Thursday, May 07, 2015



An unaccountable oversight

On Tuesday the New Zealand Business Number Bill passed its first reading. Its a boring administrative bill, and normally I wouldn't give it a second glance. But it has an unusual feature: the regulator it creates, the Registrar of New Zealand Business Numbers, will not be subject to the Official Information Act.

This is almost certainly an oversight rather than a deliberate policy decision. Maybe someone thought that having the Registrar appointed under the State Sector Act was enough. Or that they would be part of MBIE and included by them (nope. Section 2 (4A) OIA says that information held under one hat can't be requested because someone wears another).

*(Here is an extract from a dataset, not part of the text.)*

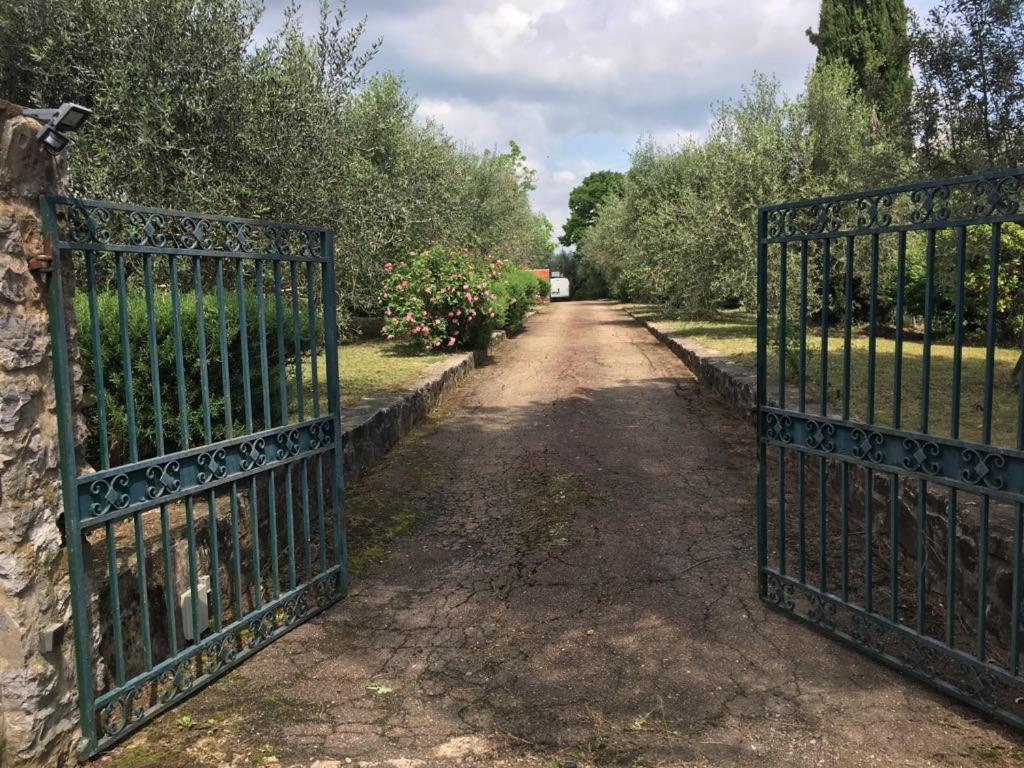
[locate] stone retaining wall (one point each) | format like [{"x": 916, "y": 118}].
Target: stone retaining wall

More likely, they didn't think about it at all, despite a requirement in the Legislation Advisory Committee Guidelines that

All public bodies should be subject to the Ombudsmen Act 1975, the Public Audit Act 2001, the Public Records Act 2005, the Official Information Act 1982 (or the Local Government Official Information and Meetings Act 1987)

But in order for that to happen, they need to be explicitly scheduled (the Public Records Act 2005 being the exception here - being an instrument of the executive is enough). And there is no clause scheduling the Registrar under any of those Acts in the Bill. Meaning that its decisions will not be able to be challenged through the Ombudsman, its administration will not be able to be overseen through the OIA, and its finances will not be able to be checked by the Auditor-General. Which, when you think about it, is a pretty significant oversight - and enough to make you question the basic competence of the department responsible.

Naturally, I'll be making a submission (as well as some OIA requests). But it would be better if I didn't have to, and if departments conformed to basic legislative guidelines before embarrassing themselves in this manner.